Monday, May 23, 2011
'Liberation Summer' Breezes into Monique Meloche Gallery, Bringing Messages and Markings, with Boots, too!
How can you create a painting, without using paint? For artist Kendell Carter, the answer was shoelaces, which, when layered together, look like three dimensional paint strokes.
How can you create a painting without painting on a canvas? Could you paint heavy layers onto a canvas, and then carefully peel the paint off, and then cut it into strips and weave it together, so that the paint itself serves as a canvas, case in point being this extremely intriguing piece which hangs on the gallery's front-door-facing wall, greeting you as you walk inside of Liberation Summer?
Liberation Summer, occurring all summer long at Division Street's Monique Meloche Gallery (well, actually just until July 30) is full of color, and labels, and gold hip hop chains splayed out among silhouettes, comprising a myriad of references that have "marked" elements of what artist Kendell Carter refers to as "Subjective Blackness." When juxtaposed against casual cultural markings and literal interpretations of 'mark,' as in a perhaps tongue-and-cheek illustrative shout out to white hip-hopper, Mark Wahlberg, the result is an exhibit that feels as fresh and striking to the viewer as it likely did for its creator, whom, per gallery curator Monique, reported that he was most inspired by challenging traditional art making during the making of Liberation Summer.
Indeed, "How do you make a painting without paint?" is only the beginning of the dialogue one imagines having occurred between the artist and himself during the creative process.

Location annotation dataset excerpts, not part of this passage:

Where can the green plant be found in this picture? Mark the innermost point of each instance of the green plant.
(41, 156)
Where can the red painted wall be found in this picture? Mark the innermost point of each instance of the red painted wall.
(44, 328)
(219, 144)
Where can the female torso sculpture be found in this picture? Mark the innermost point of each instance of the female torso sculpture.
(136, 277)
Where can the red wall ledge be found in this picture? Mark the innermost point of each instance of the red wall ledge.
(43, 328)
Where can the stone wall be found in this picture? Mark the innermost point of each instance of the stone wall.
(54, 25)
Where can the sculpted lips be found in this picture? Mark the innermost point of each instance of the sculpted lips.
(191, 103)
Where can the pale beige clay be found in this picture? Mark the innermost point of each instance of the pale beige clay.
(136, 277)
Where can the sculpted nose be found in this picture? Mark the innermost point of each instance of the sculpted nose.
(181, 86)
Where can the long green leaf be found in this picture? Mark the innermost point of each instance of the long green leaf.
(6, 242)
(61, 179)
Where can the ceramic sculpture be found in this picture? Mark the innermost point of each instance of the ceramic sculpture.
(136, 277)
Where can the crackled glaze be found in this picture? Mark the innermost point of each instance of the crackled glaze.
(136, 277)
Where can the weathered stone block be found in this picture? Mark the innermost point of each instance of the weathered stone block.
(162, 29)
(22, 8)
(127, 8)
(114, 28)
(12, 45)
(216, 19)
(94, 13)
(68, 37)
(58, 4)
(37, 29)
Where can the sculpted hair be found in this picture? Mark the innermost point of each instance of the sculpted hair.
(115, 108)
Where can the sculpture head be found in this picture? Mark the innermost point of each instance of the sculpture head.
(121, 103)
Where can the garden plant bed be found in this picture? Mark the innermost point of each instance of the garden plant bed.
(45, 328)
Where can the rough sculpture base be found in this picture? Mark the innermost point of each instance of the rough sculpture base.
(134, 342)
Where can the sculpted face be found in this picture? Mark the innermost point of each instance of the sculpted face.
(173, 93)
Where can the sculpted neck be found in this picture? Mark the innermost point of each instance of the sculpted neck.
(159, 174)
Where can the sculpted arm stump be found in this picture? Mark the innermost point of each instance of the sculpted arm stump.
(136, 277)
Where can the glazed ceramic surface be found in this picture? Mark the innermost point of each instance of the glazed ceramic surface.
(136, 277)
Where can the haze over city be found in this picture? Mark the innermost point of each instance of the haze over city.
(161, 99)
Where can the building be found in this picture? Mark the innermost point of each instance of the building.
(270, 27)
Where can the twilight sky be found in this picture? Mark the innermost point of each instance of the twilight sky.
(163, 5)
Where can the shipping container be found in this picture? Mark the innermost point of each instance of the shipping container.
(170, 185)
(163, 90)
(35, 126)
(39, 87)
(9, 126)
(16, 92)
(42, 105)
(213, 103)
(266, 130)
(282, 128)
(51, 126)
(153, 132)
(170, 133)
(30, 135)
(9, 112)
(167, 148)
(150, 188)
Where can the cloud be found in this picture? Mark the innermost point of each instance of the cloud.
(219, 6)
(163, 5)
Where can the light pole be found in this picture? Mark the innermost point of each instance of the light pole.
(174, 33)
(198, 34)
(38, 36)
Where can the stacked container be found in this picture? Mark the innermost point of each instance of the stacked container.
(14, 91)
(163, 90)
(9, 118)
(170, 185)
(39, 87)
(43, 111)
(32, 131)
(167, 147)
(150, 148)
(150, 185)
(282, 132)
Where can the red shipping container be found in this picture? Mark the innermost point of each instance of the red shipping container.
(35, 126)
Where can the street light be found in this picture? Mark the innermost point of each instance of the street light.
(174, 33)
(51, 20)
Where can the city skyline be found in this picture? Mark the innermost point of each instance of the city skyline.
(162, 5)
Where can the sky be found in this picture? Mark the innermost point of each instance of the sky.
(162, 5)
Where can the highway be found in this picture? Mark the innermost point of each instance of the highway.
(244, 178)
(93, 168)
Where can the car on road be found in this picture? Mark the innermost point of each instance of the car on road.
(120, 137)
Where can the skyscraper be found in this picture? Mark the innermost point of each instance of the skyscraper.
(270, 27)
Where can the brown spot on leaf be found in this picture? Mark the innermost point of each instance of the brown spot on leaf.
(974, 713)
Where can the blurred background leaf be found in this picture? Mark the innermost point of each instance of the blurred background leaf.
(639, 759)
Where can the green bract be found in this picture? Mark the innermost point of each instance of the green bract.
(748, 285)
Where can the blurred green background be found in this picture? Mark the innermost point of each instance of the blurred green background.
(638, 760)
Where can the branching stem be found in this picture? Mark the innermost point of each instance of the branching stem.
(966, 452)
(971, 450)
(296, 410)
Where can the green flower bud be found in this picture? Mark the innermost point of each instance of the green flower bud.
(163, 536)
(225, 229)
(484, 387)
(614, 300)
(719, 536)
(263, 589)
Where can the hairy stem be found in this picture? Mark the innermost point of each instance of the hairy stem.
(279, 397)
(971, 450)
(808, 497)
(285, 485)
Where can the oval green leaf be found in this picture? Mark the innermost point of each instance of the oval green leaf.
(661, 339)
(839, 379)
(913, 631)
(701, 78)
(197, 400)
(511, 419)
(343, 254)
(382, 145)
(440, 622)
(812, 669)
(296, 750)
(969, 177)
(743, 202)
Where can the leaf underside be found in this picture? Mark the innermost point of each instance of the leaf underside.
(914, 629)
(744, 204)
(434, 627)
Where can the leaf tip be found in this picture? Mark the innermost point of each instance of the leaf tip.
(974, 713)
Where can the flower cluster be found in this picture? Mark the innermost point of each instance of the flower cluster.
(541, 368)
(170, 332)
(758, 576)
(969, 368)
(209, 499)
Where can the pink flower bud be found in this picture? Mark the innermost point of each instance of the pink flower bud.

The work of Kendell Carter (American, born New Orleans 1970) has been reviewed in Art in America, ArtFoum.com, and the Los Angeles Times among other esteemed publications. Thus, we will not pretend to pretend we know anything about writing about serious art like Carter's, though we suggest anyone reading this seriously check out the show soon! You might never see gleaming copper cast work boots shining in the summer sun anywhere else. Regardless of whether or not you've got the dough or desire to purchase fine art, it's not about the money when you are standing in front of something that someone else has gone to great lengths to create and you're just fortunate to be able to marvel at it, and then move along, a bit calmer than you were when you walked in. Great art, like Carter's, soothes the nerves of a driftless griot.